A person commits gambler's fallacy when he assumes that when something out of the usual happens, or what will happen in the long term, it will be managed or will end soon. Gambler's fallacy is done in two ways. In both instances, the person believes the outcome is the result of an event that is not the expected. The first way involves events whose possibilities of happening are independent from each other. An example is a coin toss. Each time the coin gets tossed, there is always an equal chance of the result being the head or tails. Assuming that a person tossed the coin for 6 times and it always landed on heads. When he concludes that the 7th toss will result in a tails since it is already due is fallacy since the previous results do not affect in any way the result of the last toss. The second way involves instances whose possibilities of happening are dependent on one another. For instance, assuming that a boxer won 50% of his matches over the last two years, and he has won 50% of his fights this year, when a person believes that the boxer would be victorious at his upcoming fight since he has lost enough is fallacy. It is wrong to assume that the boxer is "up" for a win since he ignored the detail that the previous result could affect that of the upcoming one, like the boxer could have sustained an injury in the previous match which would decrease his winning chance in the next fight.

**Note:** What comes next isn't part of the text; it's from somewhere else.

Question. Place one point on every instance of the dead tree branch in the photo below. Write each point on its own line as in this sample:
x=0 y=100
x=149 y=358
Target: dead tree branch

But it is worth noting that not all forecasts are false. If there is concrete evidence for the predictions, it is reasonable to accept the prediction to be true. For example, when someone tosses a coin for nine times and always gets a heads and he assumes he will never toss a coin again for nine times and still never get tails is reasonable. In short, determining a gambler's fallacy requires sound judgment and a basic understanding on the laws of probability.